Depuis Clausewitz, le monde a beaucoup changé. On n’utilise plus les mêmes armes. Ni les mêmes techniques de combat.
Les drones, les satellites, l’intelligence artificielle. Les champs de bataille d’aujourd’hui ne ressemblent plus du tout à ce qu’ils étaient quand l’armée prussienne faisait face à celle de Napoléon.
Mais une chose n’a pas changé : l’être humain.
«L’homme suit les mêmes ambitions, nourrit les mêmes peurs et commet les mêmes erreurs de siècle en siècle», analyse Gérard Araud.
C’est pour cette raison que les Congolais doivent garder à l’esprit qu’«il ne faut pas hésiter à sortir l’épée pour éviter le pire».
Si, comme le soutient Matthieu Pigasse, «l’urgence est de répondre aux souffrances d’aujourd’hui et aux angoisses de demain», il ne faut pas fuir la guerre. Il faut la faire et la faire sérieusement.

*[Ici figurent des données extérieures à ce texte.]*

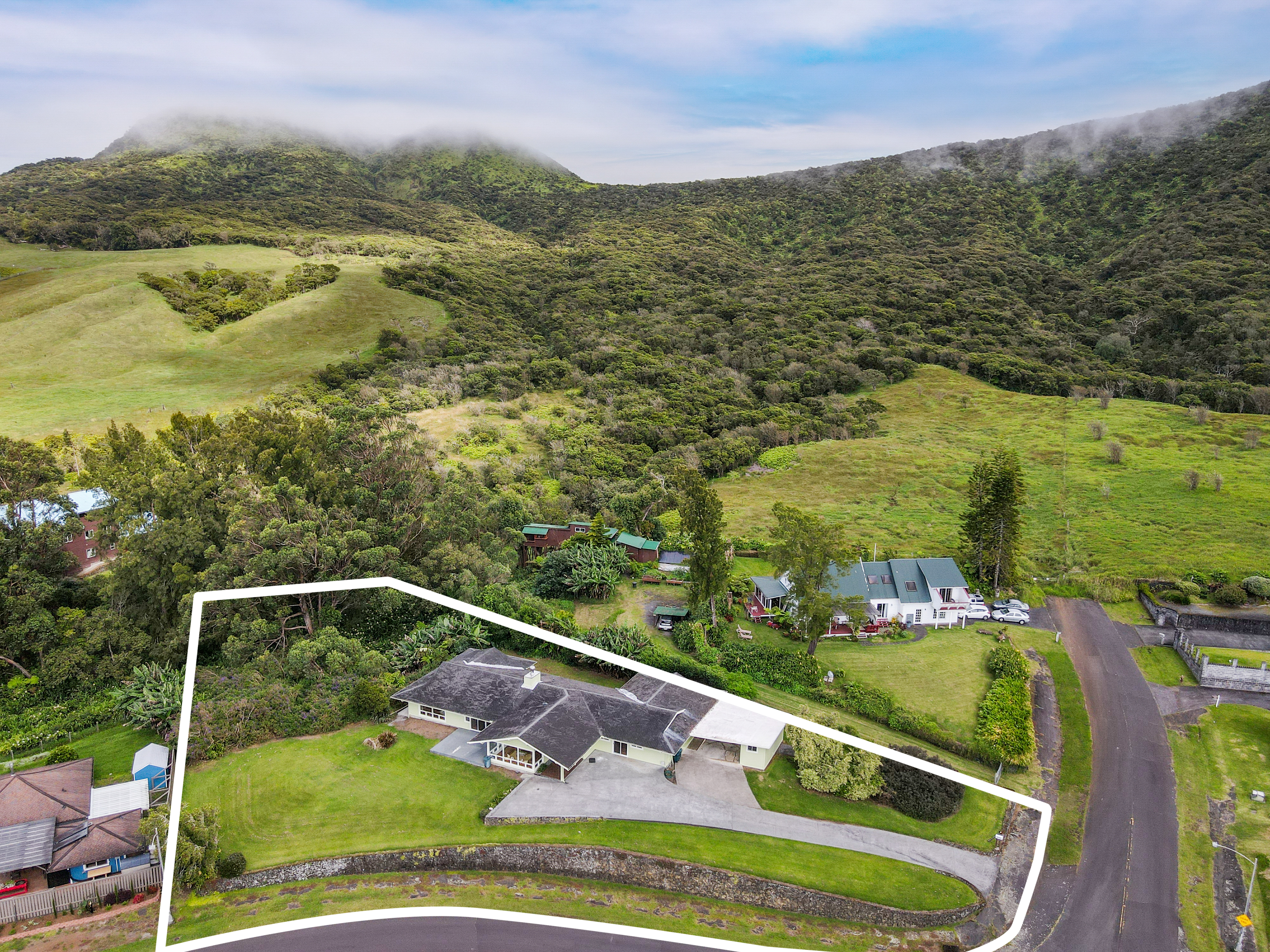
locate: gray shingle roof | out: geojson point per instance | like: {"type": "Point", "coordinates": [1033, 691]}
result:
{"type": "Point", "coordinates": [559, 717]}
{"type": "Point", "coordinates": [25, 845]}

On lit dans «De la guerre», cette exhortation :
«Un gouvernement qui, après la perte d’une bataille capitale, ne songe plus qu’à offrir rapidement à son peuple le repos de la paix et, terrassé par la chute de ses espérances, ne sent plus en lui ni le courage ni le désir de stimuler ses forces, commet une grave inconséquence.»